Um total de 18 locais distribuídos por cinco concelhos do Alentejo já integra a rede de Refúgios Climáticos “Stay Cool”, que disponibiliza aos visitantes comodidades como ambientes térmicos controlados, água potável e zonas de descanso.
Em comunicado, a Entidade Regional de Turismo (ERT) do Alentejo e Ribatejo indicou que está apostada “na criação de uma rede regional de refúgios climáticos”, que já abrange os concelhos de Almodôvar e Cuba, no distrito de Beja, Arronches e Castelo de Vide, no distrito de Portalegre, e Mourão, no distrito de Évora.
“Outros municípios se seguirão”, adiantou a entidade regional de turismo, que considera a iniciativa “estratégica” para o território.
O objetivo é que “a Rede de Refúgios Climáticos se alastre a todo o território”, contribuindo para o aumento da competitividade do destino, nomeadamente durante o verão, através da disponibilização de “ambientes exteriores e interiores termicamente mais estáveis e agradáveis”.
Nos espaços certificados, os visitantes poderão encontrar “ambientes térmicos controlados, água potável e zonas de descanso, entre outras amenidades”, explica a ERT.
A certificação “Stay Cool”, integrada no programa Refúgios Climáticos – “Stay Cool”, promovido pelo Turismo de Portugal, abrange atualmente 18 locais no Alentejo: sete em Almodôvar, sete em Cuba, dois em Mourão, um em Arronches e um em Castelo de Vide.
Apoios podem chegar aos 75 mil euros
No âmbito do Programa Crescer com o Turismo, o Turismo de Portugal lançou no início de agosto um aviso específico para a criação da Rede de Refúgios Climáticos — “Stay Cool”.

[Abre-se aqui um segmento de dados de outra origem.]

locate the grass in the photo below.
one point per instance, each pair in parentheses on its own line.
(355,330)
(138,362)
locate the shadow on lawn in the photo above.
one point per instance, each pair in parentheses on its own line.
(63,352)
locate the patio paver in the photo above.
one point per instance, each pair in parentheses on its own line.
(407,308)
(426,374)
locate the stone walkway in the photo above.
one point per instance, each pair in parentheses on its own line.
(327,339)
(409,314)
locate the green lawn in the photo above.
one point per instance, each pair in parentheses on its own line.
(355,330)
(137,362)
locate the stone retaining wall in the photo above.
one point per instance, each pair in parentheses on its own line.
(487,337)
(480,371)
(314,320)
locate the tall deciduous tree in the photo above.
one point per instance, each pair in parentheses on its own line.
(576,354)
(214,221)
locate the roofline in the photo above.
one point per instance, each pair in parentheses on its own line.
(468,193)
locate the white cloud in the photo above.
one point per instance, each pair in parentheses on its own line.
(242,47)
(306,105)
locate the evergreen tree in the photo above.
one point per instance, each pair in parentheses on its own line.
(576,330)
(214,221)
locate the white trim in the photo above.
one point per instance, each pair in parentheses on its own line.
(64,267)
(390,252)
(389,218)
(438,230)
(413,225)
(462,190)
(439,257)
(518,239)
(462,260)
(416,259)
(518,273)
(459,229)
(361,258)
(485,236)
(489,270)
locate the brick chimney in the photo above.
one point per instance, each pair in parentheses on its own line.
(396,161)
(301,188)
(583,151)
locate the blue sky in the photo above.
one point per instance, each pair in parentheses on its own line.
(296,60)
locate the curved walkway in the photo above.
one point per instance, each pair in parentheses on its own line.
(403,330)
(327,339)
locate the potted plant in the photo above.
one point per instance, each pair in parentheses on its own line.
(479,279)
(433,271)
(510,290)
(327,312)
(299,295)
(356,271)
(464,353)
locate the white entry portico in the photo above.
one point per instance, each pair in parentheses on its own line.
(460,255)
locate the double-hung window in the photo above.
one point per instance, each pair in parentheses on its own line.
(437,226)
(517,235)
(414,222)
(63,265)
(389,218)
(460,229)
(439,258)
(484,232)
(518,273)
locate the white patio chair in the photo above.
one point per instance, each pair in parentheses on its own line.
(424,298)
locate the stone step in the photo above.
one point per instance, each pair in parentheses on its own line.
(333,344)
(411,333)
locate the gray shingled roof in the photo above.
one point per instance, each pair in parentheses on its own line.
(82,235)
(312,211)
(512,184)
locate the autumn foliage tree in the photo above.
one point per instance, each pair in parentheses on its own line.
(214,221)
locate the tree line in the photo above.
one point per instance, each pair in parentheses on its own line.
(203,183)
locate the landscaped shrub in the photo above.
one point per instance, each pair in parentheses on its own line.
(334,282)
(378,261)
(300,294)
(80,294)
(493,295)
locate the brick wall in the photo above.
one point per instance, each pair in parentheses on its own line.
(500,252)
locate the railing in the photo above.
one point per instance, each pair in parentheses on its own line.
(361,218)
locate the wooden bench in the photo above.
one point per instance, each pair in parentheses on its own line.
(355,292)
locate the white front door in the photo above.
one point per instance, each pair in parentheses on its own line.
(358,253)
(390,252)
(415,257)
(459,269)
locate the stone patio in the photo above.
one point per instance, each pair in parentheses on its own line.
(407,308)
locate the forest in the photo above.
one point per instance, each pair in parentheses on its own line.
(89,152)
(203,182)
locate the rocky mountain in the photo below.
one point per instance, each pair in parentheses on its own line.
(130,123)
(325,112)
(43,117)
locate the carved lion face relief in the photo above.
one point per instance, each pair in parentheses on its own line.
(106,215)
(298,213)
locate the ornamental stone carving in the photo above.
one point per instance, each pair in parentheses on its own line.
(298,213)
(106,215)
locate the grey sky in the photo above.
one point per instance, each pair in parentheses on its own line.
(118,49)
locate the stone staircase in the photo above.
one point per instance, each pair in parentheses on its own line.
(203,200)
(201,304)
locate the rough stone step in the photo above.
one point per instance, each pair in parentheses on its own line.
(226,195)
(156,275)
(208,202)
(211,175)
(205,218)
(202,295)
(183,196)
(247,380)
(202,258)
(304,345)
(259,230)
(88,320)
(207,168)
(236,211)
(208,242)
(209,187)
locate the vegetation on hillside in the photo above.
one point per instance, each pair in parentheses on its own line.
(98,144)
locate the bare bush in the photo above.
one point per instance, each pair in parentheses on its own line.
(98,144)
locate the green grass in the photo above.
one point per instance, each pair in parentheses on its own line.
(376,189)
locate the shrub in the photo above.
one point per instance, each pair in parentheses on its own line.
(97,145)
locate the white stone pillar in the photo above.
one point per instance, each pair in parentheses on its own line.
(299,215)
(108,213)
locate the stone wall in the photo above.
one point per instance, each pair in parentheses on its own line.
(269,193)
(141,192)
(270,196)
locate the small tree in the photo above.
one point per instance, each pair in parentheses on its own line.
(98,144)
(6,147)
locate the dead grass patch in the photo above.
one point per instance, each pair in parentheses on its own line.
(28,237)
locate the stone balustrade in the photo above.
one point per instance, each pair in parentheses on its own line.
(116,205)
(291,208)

O programa dispõe de “um orçamento de um milhão de euros” para apoiar a criação e qualificação de refúgios climáticos em território nacional, segundo a ERT. O financiamento destina-se a câmaras municipais e juntas de freguesia, que podem apresentar candidaturas individualmente ou em conjunto.
O apoio assume a forma de “incentivo não reembolsável” e pode cobrir até 80% das despesas elegíveis, com um limite máximo de 75 mil euros por candidatura.
Citado no comunicado, o presidente do Turismo do Alentejo e Ribatejo, José Santos, considera que “este programa é muito importante” para o território, “em especial para as zonas do interior”.
“Estamos bastante empenhados na sua disseminação pela região”, sublinhou o responsável, acrescentando que a ERT está, em colaboração com o Turismo de Portugal, “em permanente contacto com os municípios, ajudando-os na preparação de candidaturas e na submissão dos locais na plataforma propostos a refúgios climáticos”.
José Santos acrescentou que, através da linha de apoio do Turismo de Portugal, poderá ser financiada, por exemplo, “a criação de zonas urbanas de ensombramento, espaços verdes, melhorar o mobiliário urbano e instalar aspersores”.